The annual town meeting will be held next Monday… The town will also vote by ballot as to whether any person shall be licensed to sell spirituous or intoxicating liquors in this town during the coming year.

The first entertainment of the Suffield Festival was held in the Congregational church last evening and in spite of the inclement weather, the seating capacity of the church was taxed. The entertainment was “Puss in Boots” with a cast of about 100 Suffield children. The production was well staged and prettily costumed…The next entertainment in the course will be a lecture on “Prison Reform” by Col. Norris G. Osborn of New Haven.

Since Town Treasurer S. R. Spencer has doubled the defenses about his lawn at the trolley terminus [corner of Main and Kent], speeding automobiles have either been stopped or have gone over the fences in such small pieces as to do but little damage.

October 10

The first meeting of the Mapleton literary club was held…The subject discussed was “The woman of the new era.”

October 17

The librarian’s report shows the total circulation of the year… 17,050… This was below last year owing to the closing of the library during the influenza epidemic last winter.

The first meeting of the season of the woman’s reading club was held Wednesday… The subject of the meeting was “Poland, her land and people.”

October 24

Three of the hotelkeepers of the town have applied to the county commissioners for licenses to sell spirituous and intoxicating liquors in this town. This is owing to the change from the dry to wet column, by the vote of the annual town meeting. The applicants are the Suffield House, Smith Hotel and Cannon’s Hotel.

Some of the growers took down a little of their stalk tobacco this week, and report an excellent crop. In some sections, it is said that there is a little pole-burn and in others a little canker.

October 31

The general committee for the Welcome Home [veterans] celebration… met… to perfect arrangements. It is estimated that there will be about 450 at the dinner… and about 300 at the supper and theatre party. It is urged and expected that the people of the town will turn out to the band concert in the morning and give the soldiers and sailors a welcome that they will not forget. The buildings in the center of the town will be decorated and residents of any part of the town that own a flag are requested to put it out on that day.

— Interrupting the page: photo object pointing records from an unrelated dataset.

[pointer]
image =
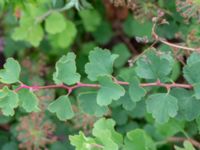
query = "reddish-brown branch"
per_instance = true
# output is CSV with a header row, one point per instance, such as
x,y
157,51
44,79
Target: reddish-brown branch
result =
x,y
180,139
157,38
79,85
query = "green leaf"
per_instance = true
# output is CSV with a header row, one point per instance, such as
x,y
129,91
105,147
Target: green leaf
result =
x,y
187,103
153,66
133,28
11,72
124,54
162,106
170,128
191,73
66,37
126,101
81,142
62,107
187,146
55,23
135,91
66,70
91,19
108,91
103,33
8,101
88,104
138,140
28,100
29,31
100,63
104,132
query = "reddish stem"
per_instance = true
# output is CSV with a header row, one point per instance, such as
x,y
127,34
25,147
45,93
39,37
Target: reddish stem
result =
x,y
79,85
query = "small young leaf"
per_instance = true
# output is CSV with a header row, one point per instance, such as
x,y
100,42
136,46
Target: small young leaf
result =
x,y
62,108
28,100
11,72
153,66
8,101
135,91
108,91
101,63
91,19
126,101
88,104
29,31
138,140
55,23
105,133
124,54
81,142
162,106
66,70
191,73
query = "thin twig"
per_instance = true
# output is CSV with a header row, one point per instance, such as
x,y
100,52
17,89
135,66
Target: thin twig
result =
x,y
69,89
162,40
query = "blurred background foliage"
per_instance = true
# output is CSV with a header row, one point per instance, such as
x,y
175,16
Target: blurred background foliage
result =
x,y
38,32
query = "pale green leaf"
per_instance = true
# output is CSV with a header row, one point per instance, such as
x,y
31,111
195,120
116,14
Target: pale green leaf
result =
x,y
11,72
91,19
29,31
55,23
83,143
108,91
138,140
8,101
124,54
100,63
28,100
191,73
66,70
162,106
88,103
62,107
153,66
104,132
170,128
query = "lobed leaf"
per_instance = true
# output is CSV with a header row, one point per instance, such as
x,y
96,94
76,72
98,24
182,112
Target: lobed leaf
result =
x,y
11,72
66,70
108,91
62,107
8,101
162,106
100,63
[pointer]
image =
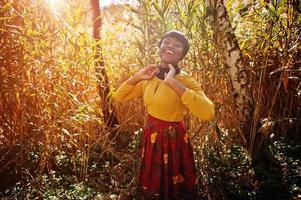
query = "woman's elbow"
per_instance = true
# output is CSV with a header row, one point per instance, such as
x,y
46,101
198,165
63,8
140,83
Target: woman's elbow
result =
x,y
209,113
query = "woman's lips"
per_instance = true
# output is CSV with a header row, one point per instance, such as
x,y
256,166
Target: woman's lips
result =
x,y
169,52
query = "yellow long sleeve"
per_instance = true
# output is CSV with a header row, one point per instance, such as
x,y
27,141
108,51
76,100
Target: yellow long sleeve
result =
x,y
164,103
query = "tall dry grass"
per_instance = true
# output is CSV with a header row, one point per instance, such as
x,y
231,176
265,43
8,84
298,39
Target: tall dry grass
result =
x,y
49,103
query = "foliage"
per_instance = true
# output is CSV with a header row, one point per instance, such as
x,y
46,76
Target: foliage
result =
x,y
50,187
226,168
278,170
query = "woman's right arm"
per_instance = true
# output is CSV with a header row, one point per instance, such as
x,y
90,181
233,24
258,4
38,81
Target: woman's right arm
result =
x,y
133,87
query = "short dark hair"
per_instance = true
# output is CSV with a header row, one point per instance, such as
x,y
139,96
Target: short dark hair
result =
x,y
179,36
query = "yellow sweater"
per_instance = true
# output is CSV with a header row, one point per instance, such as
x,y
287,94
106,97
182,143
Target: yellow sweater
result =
x,y
164,103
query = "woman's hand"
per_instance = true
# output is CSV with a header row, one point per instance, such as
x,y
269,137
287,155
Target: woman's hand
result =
x,y
145,73
172,82
171,74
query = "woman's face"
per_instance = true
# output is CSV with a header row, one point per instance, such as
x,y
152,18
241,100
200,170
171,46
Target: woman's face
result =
x,y
171,50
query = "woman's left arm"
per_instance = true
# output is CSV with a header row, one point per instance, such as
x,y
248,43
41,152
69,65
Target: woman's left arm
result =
x,y
192,96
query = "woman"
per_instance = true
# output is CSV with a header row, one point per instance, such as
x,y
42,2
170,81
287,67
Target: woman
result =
x,y
167,169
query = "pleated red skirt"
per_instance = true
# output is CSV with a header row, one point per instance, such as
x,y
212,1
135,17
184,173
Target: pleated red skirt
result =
x,y
167,168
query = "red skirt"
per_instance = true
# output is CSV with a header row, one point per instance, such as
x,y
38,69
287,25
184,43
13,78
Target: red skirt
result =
x,y
168,168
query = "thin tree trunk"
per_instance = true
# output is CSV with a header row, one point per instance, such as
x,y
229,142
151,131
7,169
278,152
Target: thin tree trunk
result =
x,y
103,81
226,41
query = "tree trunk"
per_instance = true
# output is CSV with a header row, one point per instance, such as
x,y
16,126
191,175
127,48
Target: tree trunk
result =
x,y
225,39
108,110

The Grand Army and Spanish War Veterans have also been invited to participate in the celebration…

A large stock barn, two tobacco barns and their contents, owned by Ted Barron on North Grand Street, were destroyed by fire, causing a loss of $12,000.

The fire started in the hay barn. All the stock was saved, but seven acres of tobacco, fifty tons of hay and most of the farming tools were lost. The Suffield chemical truck was called and with their help, the house was saved.

Mrs. Barron, who was confined to her bed, was removed from the house to the home of Joseph Adams.

The buildings were insured but the tobacco and hay were a total loss. Insurance adjusters were at Mr. Barron’s place Tuesday and allowed claims for about $5,000 insurance.

Owing to the loss of his barns and feed, Mr. Barron will be unable to keep his stock during the winter and will sell them at auction.